Panelists consisted of UM faculty and Montevallo community members. Photo by Jasmine Baxter
“The best way to quiet a room down is to walk in and say ‘today, we’re going to talk about race,’” remarked Dr. Paul Mahaffey as he overlooked the audience that had gathered in LeBaron Recital Hall on March 12.
“People will shut up. That’s the biggest obstacle—to break that silence and to have a two-way dialogue about it, an honest two-way dialogue about it. And that’s a good start, that’s the basis.”
Mahaffey’s comments were an integral part of “Confronting Racism in a Divided Nation,” a panel that sought to find ways to engage in conversations about race and racism in diverse groups.
The panelists, which were all UM faculty or community members, included Mahaffey himself, as well as Mrs. Elvis Schooley, Dr. Sally Hardig, Pastor Albert Jones, Dr. Jennifer Rickel, Dr. Scott Turner, moderator Dr. Andrea Eckelman, and this year’s Hallie Farmer Lecturer, Dr. Melanie Morrison.
Each person was asked to share their experiences and answer questions like “How do we prepare ourselves to engage in open and raw conversations about racism in our country? What can we do or how should we engage with systemic racial bias?”
As a response, Rickel offered the following:
“I know the other panelists’ messages of listening and learning, and I think, in particular for white people, learning is really important. People of color have been forced by white supremacy to learn about white culture or white systems. So, with the idea of doing my homework, it’s so that I don’t become a burden on a person of color, saying ‘explain that to me.’”
“One of the things that I, too, think is important as a white person engaging in those conversations is coming to them with some kind of cultural humility—meaning to me that there is so, so much every single day that I have to learn about racism,” Morrison added.
The group tackled other topics like the resistance of victimhood, generational ignorance, demonstrating trustworthiness, responsibility and agency as the night went on.
Even the audience members began to look at their own actions more critically.
“As a white person, I cannot feel the trauma the same way as a Black person. However, I must listen more closely when Black people reveal their trauma, their anger, their rage,” emphasized Dr. Erin Chandler, an English professor at UM. “They have this right and I have the obligation to listen. This listening is part of reparation.”
“Confronting racism must be a spiritual experience. Yes, we must talk. Yes, we must reflect, but more than that, we must check our moral compasses,” she continued. “Changing our outlooks on the world means changing our spirit, the spirit in which we look at other people, speak with (and not to) other people and act with and on behalf of other people.”
Central to her argument was the idea that challenging racism requires us to feel, act and love differently, and to make those changes publicly, in spaces that are outside of our academic ivory tower.
One student, senior theatre major Chloé Scott, intends to do just that.

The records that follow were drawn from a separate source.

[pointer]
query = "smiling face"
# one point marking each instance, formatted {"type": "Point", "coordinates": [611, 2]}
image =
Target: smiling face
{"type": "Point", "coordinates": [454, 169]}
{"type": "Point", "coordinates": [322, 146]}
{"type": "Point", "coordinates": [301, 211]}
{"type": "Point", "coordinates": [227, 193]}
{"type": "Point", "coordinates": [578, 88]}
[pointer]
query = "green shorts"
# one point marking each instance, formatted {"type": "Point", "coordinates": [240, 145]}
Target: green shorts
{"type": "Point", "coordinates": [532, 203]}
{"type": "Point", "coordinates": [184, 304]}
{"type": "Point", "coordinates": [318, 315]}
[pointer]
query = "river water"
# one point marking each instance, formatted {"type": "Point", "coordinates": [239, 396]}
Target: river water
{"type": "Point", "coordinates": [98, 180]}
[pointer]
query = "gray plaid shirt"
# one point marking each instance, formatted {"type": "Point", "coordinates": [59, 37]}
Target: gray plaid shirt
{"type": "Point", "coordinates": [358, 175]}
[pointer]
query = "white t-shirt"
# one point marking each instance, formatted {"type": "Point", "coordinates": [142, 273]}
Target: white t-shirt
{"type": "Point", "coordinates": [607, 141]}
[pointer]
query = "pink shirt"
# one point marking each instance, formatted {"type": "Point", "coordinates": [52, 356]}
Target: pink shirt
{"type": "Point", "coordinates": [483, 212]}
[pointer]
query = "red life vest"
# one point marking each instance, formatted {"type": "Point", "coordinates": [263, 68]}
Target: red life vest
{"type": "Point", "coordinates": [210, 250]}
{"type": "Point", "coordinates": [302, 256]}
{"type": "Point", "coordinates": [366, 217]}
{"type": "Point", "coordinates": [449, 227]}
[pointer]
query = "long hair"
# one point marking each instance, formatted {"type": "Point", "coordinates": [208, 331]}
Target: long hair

“The event reignited that spark to stand up for marginalized people all over the world, specifically those in my city in north Birmingham. As a black queer woman living in Alabama, there are plenty of opportunities for me to shut down a conversation that might be uncomfortable for either side,” said Scott.
“Rather than get angry or depressed, I’m reminded that a third option exists: start a conversation so that people are listening to each other. I can’t change the world alone, but I can at least help give a voice to my people,” she maintained. “Racism isn’t solved overnight, but with the right actions—voting, speaking out, researching and listening to learn—we can make progress. We can establish the problems, locate their sources and begin to uproot them.”
To fully dedicate ourselves to conversations with people who are culturally and ethnically diverse, and to fully commit to seeing people who are different from us as human, is to make the first leap toward that goal.